One argument used to support the theory was the dramatic rise in democratic nations over the course of the 20th century.
However recent events have suggested that those thoughts on harmonisation of political systems and freedom were misplaced as we see the success of a number of varying economic and national systems. The surge of China and the resurgence of Russia also challenged the "end of history" thesis, as China has a single-party state government, while Russia, though a democracy, has been described by some as de facto authoritarian
After having surged to unprecedented levels in 2007 and until mid-2008, private capital flows including direct investments, portfolio investments and other investments towards developing countries came to a sudden stop or even reversed direction as the global financial system went into cardiac arrest, fleeing back towards the core countries of global finance that were the epicentre of the crisis. This has now started to recover but we are far from the pre-crises levels and to many this suggests a de-escalation of Globalisation.

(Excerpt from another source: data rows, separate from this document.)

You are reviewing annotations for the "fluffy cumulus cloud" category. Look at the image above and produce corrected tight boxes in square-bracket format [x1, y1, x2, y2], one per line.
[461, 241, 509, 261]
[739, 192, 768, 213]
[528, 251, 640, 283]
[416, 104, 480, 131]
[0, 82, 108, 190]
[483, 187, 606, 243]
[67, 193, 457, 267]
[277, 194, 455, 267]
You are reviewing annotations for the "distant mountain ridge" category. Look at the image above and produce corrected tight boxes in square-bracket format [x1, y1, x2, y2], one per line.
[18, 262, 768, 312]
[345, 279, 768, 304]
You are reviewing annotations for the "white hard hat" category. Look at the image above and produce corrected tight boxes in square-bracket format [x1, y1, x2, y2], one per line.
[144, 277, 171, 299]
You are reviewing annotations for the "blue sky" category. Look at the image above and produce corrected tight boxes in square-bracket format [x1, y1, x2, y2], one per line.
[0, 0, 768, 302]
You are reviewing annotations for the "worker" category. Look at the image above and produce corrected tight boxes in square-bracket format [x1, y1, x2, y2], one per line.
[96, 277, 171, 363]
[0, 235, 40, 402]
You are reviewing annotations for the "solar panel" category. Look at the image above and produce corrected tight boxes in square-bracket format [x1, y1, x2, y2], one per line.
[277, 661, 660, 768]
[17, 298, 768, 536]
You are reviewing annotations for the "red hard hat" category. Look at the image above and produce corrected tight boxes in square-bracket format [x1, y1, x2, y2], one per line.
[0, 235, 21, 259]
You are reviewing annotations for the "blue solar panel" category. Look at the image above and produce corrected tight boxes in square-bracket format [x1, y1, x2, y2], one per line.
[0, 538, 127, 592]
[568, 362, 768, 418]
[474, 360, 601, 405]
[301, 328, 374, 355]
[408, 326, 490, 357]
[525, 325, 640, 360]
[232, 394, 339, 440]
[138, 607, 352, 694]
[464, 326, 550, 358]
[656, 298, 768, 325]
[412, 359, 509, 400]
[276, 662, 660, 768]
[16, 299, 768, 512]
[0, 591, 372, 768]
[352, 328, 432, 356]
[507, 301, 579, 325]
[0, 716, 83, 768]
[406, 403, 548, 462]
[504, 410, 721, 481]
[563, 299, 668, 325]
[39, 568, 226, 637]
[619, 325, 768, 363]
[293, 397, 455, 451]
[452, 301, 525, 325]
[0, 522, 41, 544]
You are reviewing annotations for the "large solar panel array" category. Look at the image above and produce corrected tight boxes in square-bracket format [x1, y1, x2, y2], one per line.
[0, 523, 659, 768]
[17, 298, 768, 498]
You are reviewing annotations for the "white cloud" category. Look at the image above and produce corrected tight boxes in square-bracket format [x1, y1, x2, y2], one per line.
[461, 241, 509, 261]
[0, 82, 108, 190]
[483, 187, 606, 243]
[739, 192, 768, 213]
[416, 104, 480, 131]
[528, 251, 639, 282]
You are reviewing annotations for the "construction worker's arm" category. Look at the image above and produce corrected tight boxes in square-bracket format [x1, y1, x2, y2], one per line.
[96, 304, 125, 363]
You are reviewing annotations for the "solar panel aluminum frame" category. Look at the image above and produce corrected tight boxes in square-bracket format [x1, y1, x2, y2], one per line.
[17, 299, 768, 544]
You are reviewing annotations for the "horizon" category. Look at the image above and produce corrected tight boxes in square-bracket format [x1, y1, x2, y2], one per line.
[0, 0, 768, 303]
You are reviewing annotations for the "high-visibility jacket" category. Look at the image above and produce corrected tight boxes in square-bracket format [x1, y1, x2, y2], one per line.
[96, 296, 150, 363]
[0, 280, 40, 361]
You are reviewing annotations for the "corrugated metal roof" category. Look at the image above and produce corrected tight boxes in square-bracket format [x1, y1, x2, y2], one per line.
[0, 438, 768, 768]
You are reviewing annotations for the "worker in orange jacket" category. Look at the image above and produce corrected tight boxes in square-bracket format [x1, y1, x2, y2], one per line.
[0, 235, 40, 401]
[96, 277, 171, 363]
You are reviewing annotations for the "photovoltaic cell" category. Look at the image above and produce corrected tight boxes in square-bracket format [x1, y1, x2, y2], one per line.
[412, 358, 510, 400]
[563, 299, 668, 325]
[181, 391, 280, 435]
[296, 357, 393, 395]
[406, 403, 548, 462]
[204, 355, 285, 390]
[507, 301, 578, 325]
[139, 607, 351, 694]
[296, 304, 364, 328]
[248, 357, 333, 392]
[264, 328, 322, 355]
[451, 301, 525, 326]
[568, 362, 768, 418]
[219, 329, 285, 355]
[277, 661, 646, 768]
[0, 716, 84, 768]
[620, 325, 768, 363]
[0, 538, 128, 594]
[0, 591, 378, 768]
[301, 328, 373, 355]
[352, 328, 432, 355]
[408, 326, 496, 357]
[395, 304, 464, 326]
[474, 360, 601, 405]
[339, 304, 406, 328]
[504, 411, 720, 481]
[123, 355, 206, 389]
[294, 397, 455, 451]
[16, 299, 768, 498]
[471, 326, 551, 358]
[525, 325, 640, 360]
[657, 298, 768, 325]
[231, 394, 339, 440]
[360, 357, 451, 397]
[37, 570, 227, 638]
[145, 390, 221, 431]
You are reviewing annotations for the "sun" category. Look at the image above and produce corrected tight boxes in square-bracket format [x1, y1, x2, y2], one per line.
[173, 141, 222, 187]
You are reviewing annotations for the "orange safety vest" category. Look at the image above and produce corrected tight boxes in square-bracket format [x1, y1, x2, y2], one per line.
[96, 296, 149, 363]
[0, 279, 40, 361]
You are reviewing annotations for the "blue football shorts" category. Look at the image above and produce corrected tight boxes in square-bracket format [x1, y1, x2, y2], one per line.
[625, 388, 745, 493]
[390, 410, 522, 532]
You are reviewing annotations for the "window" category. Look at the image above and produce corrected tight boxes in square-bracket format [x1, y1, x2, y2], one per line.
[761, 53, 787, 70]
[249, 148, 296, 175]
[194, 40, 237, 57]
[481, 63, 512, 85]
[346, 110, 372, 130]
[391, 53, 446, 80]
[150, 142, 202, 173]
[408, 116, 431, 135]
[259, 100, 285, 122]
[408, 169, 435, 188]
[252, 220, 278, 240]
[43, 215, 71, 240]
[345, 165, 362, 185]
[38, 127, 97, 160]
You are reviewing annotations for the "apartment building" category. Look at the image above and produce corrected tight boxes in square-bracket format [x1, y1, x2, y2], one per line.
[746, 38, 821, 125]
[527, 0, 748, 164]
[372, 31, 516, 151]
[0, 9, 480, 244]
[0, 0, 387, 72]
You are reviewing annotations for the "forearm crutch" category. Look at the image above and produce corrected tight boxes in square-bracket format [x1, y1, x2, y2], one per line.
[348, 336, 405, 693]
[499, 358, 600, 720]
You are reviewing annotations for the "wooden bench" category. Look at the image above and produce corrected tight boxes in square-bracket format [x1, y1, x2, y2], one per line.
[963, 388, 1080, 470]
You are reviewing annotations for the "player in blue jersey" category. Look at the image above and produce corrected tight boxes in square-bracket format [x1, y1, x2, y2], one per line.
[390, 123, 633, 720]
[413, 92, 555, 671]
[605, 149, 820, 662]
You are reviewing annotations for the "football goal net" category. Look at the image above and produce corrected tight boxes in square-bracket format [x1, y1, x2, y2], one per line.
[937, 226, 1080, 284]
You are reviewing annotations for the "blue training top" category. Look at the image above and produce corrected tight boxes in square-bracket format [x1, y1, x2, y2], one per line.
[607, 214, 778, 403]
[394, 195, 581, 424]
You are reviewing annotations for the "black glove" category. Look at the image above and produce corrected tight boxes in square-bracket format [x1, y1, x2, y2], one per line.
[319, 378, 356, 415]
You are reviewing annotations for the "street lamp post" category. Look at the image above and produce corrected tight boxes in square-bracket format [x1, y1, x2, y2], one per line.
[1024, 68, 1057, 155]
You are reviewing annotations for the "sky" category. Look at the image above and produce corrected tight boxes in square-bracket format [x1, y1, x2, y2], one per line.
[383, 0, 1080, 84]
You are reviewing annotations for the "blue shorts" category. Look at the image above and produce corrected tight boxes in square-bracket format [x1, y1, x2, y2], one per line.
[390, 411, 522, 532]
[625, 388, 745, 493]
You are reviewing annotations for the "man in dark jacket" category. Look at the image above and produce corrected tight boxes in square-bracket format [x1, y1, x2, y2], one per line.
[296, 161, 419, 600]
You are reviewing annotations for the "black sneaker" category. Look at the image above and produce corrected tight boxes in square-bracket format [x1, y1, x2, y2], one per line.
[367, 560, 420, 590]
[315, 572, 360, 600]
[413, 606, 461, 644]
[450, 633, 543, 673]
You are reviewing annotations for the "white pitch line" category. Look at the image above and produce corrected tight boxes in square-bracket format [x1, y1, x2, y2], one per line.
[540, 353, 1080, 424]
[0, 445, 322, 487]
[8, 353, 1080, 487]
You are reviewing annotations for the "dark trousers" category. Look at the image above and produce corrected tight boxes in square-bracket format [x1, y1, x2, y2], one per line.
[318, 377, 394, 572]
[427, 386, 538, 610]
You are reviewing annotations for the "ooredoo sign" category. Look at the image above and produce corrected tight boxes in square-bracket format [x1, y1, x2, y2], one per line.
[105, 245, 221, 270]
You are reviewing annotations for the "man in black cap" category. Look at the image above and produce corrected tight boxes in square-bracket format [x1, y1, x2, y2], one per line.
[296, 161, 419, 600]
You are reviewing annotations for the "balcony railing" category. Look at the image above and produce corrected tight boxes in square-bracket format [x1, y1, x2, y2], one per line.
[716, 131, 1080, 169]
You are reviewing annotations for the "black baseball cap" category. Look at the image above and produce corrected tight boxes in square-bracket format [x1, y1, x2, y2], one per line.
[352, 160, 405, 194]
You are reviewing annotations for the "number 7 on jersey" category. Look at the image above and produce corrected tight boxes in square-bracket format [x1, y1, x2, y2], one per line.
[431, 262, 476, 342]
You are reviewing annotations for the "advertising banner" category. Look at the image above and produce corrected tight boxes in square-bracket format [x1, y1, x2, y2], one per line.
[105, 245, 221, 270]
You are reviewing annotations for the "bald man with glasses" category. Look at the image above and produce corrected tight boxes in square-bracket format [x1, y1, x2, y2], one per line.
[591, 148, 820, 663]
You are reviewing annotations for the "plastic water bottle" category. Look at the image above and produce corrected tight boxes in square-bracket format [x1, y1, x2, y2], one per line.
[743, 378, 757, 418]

The Shifting Economics of Global Manufacturing
However Fukuyama may be right after all, but not in the way he initially thought. Recently a new aspect of Globalisation has made itself known, and this is equalisation of costs and harmonisation of competitiveness. It was not unexpected by Economists, in fact macro economics and trade theory is very clear that harmonisation should occur over the long run, but it has happened much faster than was previously thought.
For the better part of three decades, since the fall of the Berlin Wall and end of the cold war, increasingly hyper-competitive global markets have driven corporate manufacturing investment and sourcing decisions. Latin America, Eastern Europe, and most of Asia have been viewed as low-cost regions. The United States, Western Europe, and Japan have been viewed as having high costs. At least this is the stereotype we all know.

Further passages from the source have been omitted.